Date of Award

Winter 1992

Project Type

Dissertation

Program or Major

English

Degree Name

Doctor of Philosophy

First Advisor

Thomas R Newkirk

Abstract

The study builds a dialogue between teachers of writing in China and America on what "good writing" is, for the purpose of revealing the fact that "good writing" resides not just with student texts, but with the teachers who read and judge student papers.

Writing comments on student papers is a time-honored and widely accepted practice in writing classrooms in most countries. Teachers offer text-specific advice to each student and communicate to the student writer, among other things, the criteria of good writing. A close look at the teacher's comments, therefore, reveals the criteria with which teachers measure student papers.

The study consists of a case study of four writing teachers, two from China and two from the United States, and a survey of sixty writing teachers in both countries. Through extensive interviews, the reader is introduced to the lives of the four unique individuals and their reading of and comments on six pieces of personal narrative selected and recommended by themselves as samples of "good writing". Four of the pieces then were sent to sixty writing teachers (forty-five responded) in both countries, who were asked to rank order and comment on them. The result shows surprising similarities among teachers regardless of their nationalities, but also substantial "national" differences between the teachers of the two nations.
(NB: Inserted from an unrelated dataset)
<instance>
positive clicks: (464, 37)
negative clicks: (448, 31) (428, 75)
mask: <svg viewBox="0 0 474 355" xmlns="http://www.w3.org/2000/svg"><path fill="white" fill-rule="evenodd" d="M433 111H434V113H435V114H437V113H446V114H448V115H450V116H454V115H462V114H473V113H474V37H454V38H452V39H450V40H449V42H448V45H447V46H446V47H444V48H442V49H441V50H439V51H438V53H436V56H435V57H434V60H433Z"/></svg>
The study then examines some commonly shared criteria of "good writing" among the American teachers and the underlying ideology of these maxims to place the notion of "good writing" in a historical and cultural context.

Teachers are not innocent readers. When they read student papers, they bring to their judgments not only their personal history, but a whole set of culturally defined and prescribed criteria. In a word, the notion of good writing is a cultivated sensitivity, an acquired taste.

Too often writing teachers are portrayed as and believed to be "common readers", whose reading of student texts is no more than "dramatizing the presence of a reader", while in actuality writing teachers have the power to pass final judgements on student papers. To recognize the power is to accept the responsibility that power entails. It is important to recognize the culture bias in our judgement of student papers especially when our writing classrooms are accepting in large numbers students whose culture backgrounds have instilled in them different notions of "good writing".